Cross-Paradigm Integration
Beyond the boundaries of any single paradigm, FMs function as cross-disciplinary orchestrators. They can integrate symbolic theory with empirical data, drive closed-loop experiment-simulation cycles, and serve as research assistants or agents capable of literature synthesis, experimental suggestion, and result analysis. Multimodal and agentic FM deployments (e.g., COSCIENTIST, Agent Laboratory) demonstrate the feasibility of unified, end-to-end scientific workflows that couple theory, simulation, experimentation, and data analytics within a single architecture.
Risks and Challenges of FM-Centric Scientific Paradigms
As FMs gain autonomy and epistemic responsibility, new risks emerge that extend beyond conventional concerns of performance and generalization:
- Bias and Epistemic Fairness: FMs inherit, amplify, or generate new biases due to non-representative training data and cultural/economic epistemic dominance. As they progress toward agenda-setting and autonomous discovery, such biases risk epistemic homogenization and exclusion.
- Hallucination and Misinformation: FMs systematically generate plausible but unverified or unfalsifiable outputs, particularly in hypothesis generation and result interpretation, with potential for propagating errors or misleading scientific discourse.

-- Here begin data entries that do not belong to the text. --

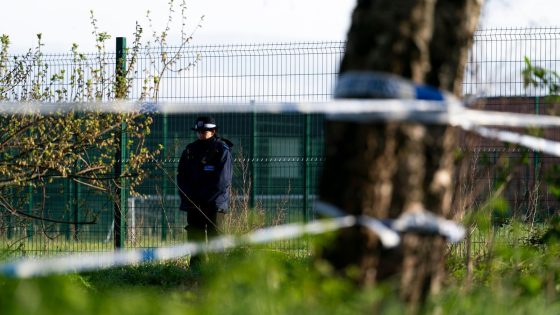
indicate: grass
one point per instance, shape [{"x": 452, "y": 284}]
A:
[{"x": 519, "y": 273}]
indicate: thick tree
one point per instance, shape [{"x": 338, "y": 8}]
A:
[{"x": 385, "y": 169}]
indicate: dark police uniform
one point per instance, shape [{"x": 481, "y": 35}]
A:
[{"x": 204, "y": 177}]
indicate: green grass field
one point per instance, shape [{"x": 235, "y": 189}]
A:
[{"x": 522, "y": 277}]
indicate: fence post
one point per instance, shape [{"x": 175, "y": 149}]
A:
[
  {"x": 30, "y": 211},
  {"x": 119, "y": 223},
  {"x": 164, "y": 187},
  {"x": 536, "y": 163},
  {"x": 254, "y": 144},
  {"x": 306, "y": 170}
]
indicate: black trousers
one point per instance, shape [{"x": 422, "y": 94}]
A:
[{"x": 202, "y": 223}]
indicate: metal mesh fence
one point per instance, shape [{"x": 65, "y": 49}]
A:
[{"x": 278, "y": 158}]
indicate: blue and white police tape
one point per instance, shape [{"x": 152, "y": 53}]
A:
[
  {"x": 415, "y": 220},
  {"x": 386, "y": 230}
]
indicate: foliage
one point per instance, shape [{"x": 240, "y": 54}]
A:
[{"x": 85, "y": 148}]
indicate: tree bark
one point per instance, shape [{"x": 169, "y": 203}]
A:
[{"x": 384, "y": 169}]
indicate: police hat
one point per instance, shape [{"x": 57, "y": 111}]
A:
[{"x": 205, "y": 123}]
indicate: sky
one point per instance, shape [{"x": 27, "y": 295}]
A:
[{"x": 64, "y": 22}]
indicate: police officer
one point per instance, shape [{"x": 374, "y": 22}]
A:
[{"x": 204, "y": 178}]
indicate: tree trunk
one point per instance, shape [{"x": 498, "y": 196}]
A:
[{"x": 384, "y": 169}]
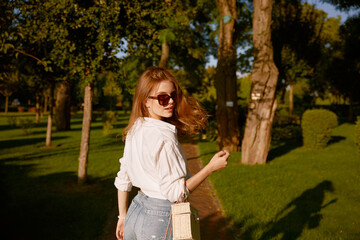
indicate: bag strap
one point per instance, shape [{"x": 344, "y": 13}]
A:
[
  {"x": 184, "y": 199},
  {"x": 166, "y": 233}
]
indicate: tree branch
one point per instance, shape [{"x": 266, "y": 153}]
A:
[{"x": 27, "y": 54}]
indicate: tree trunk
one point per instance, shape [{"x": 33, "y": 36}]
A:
[
  {"x": 227, "y": 112},
  {"x": 45, "y": 102},
  {"x": 6, "y": 104},
  {"x": 257, "y": 135},
  {"x": 351, "y": 110},
  {"x": 291, "y": 102},
  {"x": 85, "y": 135},
  {"x": 165, "y": 50},
  {"x": 63, "y": 98},
  {"x": 50, "y": 116},
  {"x": 37, "y": 108}
]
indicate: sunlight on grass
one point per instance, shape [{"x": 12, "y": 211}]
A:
[
  {"x": 299, "y": 194},
  {"x": 41, "y": 193}
]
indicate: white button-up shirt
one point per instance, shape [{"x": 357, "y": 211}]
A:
[{"x": 153, "y": 161}]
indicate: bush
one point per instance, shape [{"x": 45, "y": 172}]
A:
[
  {"x": 357, "y": 133},
  {"x": 109, "y": 119},
  {"x": 316, "y": 127},
  {"x": 286, "y": 131},
  {"x": 12, "y": 121}
]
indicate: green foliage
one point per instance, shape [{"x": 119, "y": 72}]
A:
[
  {"x": 109, "y": 119},
  {"x": 357, "y": 133},
  {"x": 286, "y": 131},
  {"x": 316, "y": 127},
  {"x": 296, "y": 187},
  {"x": 12, "y": 120},
  {"x": 38, "y": 181}
]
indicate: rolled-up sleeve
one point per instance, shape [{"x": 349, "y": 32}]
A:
[
  {"x": 122, "y": 180},
  {"x": 172, "y": 171}
]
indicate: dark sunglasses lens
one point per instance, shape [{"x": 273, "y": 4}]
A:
[{"x": 163, "y": 99}]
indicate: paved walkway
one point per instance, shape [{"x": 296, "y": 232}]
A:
[{"x": 213, "y": 224}]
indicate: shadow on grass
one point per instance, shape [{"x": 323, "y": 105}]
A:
[
  {"x": 53, "y": 206},
  {"x": 302, "y": 212},
  {"x": 283, "y": 147},
  {"x": 214, "y": 226},
  {"x": 336, "y": 139},
  {"x": 24, "y": 141}
]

- Reproducibility and Transparency: Without interpretable reasoning paths, deterministic model checkpoints, and provenance for multi-step FM-driven research, reproducibility and independent validation may be undermined.
- Authorship, Accountability, and Ethics: Machine agency introduces novel questions around credit, liability, and the moral status of non-human discoverers, especially when outputs have genuine novelty or implications for human health/safety.

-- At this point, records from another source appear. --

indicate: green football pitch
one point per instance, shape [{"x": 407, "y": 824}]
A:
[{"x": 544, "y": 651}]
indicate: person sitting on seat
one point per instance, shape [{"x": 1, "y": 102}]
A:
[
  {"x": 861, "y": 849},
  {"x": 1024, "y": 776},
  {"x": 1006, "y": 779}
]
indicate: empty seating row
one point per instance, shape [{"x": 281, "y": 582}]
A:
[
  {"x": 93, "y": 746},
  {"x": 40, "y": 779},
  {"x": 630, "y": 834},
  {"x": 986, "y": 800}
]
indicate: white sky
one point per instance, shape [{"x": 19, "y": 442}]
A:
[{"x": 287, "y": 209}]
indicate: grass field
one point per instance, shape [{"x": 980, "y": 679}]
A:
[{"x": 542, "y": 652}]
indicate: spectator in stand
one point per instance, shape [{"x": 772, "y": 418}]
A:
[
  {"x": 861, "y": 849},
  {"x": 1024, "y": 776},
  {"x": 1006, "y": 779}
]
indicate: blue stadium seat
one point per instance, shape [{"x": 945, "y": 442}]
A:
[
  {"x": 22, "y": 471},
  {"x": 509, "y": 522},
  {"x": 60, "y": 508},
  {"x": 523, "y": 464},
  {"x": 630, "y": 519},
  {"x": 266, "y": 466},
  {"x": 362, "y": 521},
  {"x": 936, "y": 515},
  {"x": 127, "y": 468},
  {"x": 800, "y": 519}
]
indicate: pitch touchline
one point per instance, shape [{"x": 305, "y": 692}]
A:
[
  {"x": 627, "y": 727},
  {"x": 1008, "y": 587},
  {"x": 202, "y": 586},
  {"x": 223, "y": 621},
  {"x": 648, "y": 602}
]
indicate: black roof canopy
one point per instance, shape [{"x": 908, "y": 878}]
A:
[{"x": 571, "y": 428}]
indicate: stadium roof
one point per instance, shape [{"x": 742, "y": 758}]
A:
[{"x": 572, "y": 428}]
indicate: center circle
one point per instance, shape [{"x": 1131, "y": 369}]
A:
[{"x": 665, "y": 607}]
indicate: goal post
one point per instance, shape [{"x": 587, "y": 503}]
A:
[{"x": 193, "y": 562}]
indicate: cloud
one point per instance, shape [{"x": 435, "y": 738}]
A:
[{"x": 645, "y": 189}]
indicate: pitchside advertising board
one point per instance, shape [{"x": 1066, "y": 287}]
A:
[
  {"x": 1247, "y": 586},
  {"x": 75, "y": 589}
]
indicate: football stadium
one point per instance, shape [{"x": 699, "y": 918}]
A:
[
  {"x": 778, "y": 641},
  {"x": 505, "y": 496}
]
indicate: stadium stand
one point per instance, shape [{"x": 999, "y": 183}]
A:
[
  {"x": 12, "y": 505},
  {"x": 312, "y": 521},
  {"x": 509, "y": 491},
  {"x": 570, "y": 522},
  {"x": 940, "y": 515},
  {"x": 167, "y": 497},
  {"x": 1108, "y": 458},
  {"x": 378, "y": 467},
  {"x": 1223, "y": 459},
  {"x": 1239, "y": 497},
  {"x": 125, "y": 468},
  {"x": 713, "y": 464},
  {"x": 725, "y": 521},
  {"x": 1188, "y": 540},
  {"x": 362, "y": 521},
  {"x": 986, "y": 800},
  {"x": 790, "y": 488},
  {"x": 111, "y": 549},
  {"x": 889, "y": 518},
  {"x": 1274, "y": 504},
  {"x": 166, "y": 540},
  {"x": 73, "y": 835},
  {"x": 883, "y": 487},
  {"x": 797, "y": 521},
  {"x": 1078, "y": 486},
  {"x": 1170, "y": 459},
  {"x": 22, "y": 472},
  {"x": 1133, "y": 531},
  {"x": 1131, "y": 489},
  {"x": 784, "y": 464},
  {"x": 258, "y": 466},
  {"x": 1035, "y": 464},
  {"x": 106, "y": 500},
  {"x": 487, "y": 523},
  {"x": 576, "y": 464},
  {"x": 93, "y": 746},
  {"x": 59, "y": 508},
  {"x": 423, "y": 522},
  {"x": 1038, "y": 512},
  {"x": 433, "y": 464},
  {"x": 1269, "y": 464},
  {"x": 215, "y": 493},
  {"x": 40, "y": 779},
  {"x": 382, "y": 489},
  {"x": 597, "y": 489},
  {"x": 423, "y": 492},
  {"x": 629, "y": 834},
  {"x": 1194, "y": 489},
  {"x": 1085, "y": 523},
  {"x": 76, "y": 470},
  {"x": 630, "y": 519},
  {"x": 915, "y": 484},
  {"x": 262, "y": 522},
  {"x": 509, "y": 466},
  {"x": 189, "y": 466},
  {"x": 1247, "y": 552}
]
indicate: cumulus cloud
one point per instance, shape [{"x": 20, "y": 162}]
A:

Pathways Toward Autonomous Scientific Discovery
To address these challenges and realize the full potential of FMs in science, the following research trajectories are identified:
- Embodied Scientific Agents: FM-empowered robotics, digital twins, and automated labs will integrate high-level planning with low-level control execution, supporting real-time, physically grounded hypothesis testing and iterative refinement.
- Closed-Loop Autonomy: Research agents integrating reinforcement learning, planning-as-inference, and neuro-symbolic architectures will continuously close the loop between hypothesis, action, feedback, and revision, moving beyond open-loop, prompt-driven systems.

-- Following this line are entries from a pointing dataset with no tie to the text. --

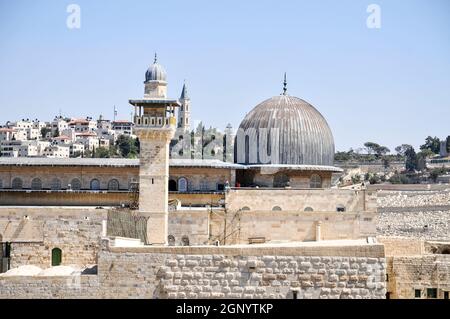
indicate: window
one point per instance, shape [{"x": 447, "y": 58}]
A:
[
  {"x": 17, "y": 183},
  {"x": 95, "y": 185},
  {"x": 203, "y": 185},
  {"x": 431, "y": 293},
  {"x": 75, "y": 184},
  {"x": 280, "y": 180},
  {"x": 113, "y": 185},
  {"x": 56, "y": 257},
  {"x": 182, "y": 184},
  {"x": 171, "y": 240},
  {"x": 36, "y": 184},
  {"x": 172, "y": 185},
  {"x": 185, "y": 240},
  {"x": 55, "y": 184},
  {"x": 315, "y": 181}
]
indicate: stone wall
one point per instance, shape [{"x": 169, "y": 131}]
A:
[
  {"x": 309, "y": 271},
  {"x": 191, "y": 223},
  {"x": 298, "y": 199},
  {"x": 414, "y": 214},
  {"x": 400, "y": 246},
  {"x": 240, "y": 227},
  {"x": 410, "y": 273},
  {"x": 34, "y": 232}
]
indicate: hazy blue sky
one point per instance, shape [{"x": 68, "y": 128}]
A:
[{"x": 389, "y": 85}]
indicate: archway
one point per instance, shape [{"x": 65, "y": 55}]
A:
[
  {"x": 172, "y": 186},
  {"x": 280, "y": 180},
  {"x": 56, "y": 256},
  {"x": 182, "y": 184}
]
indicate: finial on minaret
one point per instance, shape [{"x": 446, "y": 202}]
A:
[{"x": 284, "y": 84}]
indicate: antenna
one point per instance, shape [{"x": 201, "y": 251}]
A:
[{"x": 284, "y": 84}]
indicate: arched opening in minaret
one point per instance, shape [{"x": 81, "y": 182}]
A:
[{"x": 173, "y": 186}]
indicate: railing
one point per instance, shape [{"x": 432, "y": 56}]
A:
[{"x": 153, "y": 121}]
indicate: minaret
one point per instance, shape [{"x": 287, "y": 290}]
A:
[
  {"x": 184, "y": 113},
  {"x": 155, "y": 123}
]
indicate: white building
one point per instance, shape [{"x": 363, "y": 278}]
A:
[
  {"x": 83, "y": 125},
  {"x": 89, "y": 140},
  {"x": 6, "y": 134},
  {"x": 57, "y": 151},
  {"x": 18, "y": 149},
  {"x": 58, "y": 125},
  {"x": 123, "y": 127}
]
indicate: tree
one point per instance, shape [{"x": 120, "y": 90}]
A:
[
  {"x": 431, "y": 143},
  {"x": 128, "y": 147},
  {"x": 386, "y": 162},
  {"x": 377, "y": 149},
  {"x": 435, "y": 172},
  {"x": 371, "y": 147},
  {"x": 401, "y": 149},
  {"x": 44, "y": 131},
  {"x": 411, "y": 160},
  {"x": 102, "y": 152},
  {"x": 447, "y": 144}
]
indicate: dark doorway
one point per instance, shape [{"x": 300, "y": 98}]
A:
[
  {"x": 172, "y": 186},
  {"x": 56, "y": 257}
]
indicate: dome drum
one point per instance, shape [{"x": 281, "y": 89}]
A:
[{"x": 284, "y": 130}]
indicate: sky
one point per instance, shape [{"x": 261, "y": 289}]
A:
[{"x": 389, "y": 85}]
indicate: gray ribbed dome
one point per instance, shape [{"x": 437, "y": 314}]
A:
[
  {"x": 304, "y": 137},
  {"x": 155, "y": 72}
]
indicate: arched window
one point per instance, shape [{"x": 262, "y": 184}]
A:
[
  {"x": 55, "y": 184},
  {"x": 280, "y": 180},
  {"x": 113, "y": 185},
  {"x": 203, "y": 185},
  {"x": 17, "y": 183},
  {"x": 171, "y": 240},
  {"x": 75, "y": 184},
  {"x": 56, "y": 256},
  {"x": 182, "y": 184},
  {"x": 315, "y": 181},
  {"x": 172, "y": 185},
  {"x": 36, "y": 184},
  {"x": 95, "y": 184}
]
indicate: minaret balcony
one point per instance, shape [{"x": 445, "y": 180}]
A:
[{"x": 154, "y": 121}]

- Continual Learning and Generalization: Effective scientific FMs will require memory-augmented architectures, lifelong learning capabilities, and robust transfer mechanisms that allow persistent, adaptive accumulation and updating of cross-domain knowledge over time, while avoiding catastrophic forgetting and domain drift.
Conclusion
Foundation models are enacting a trajectory from workflow enhancement to paradigm-level transition in science. By providing unified, multimodal, and increasingly autonomous reasoning, they are transforming both the logistics and epistemology of scientific discovery—from meta-scientific integration, through hybrid co-creation, to autonomous agentic discovery. This shift necessitates new governance, validation, and ethical frameworks, as well as theoretical re-examination of scientific agency itself. Future research should focus on advancing FM capabilities, mitigating epistemic risks, and rigorously implementing mechanisms for accountability and interpretability as FMs take on larger roles in the scientific process.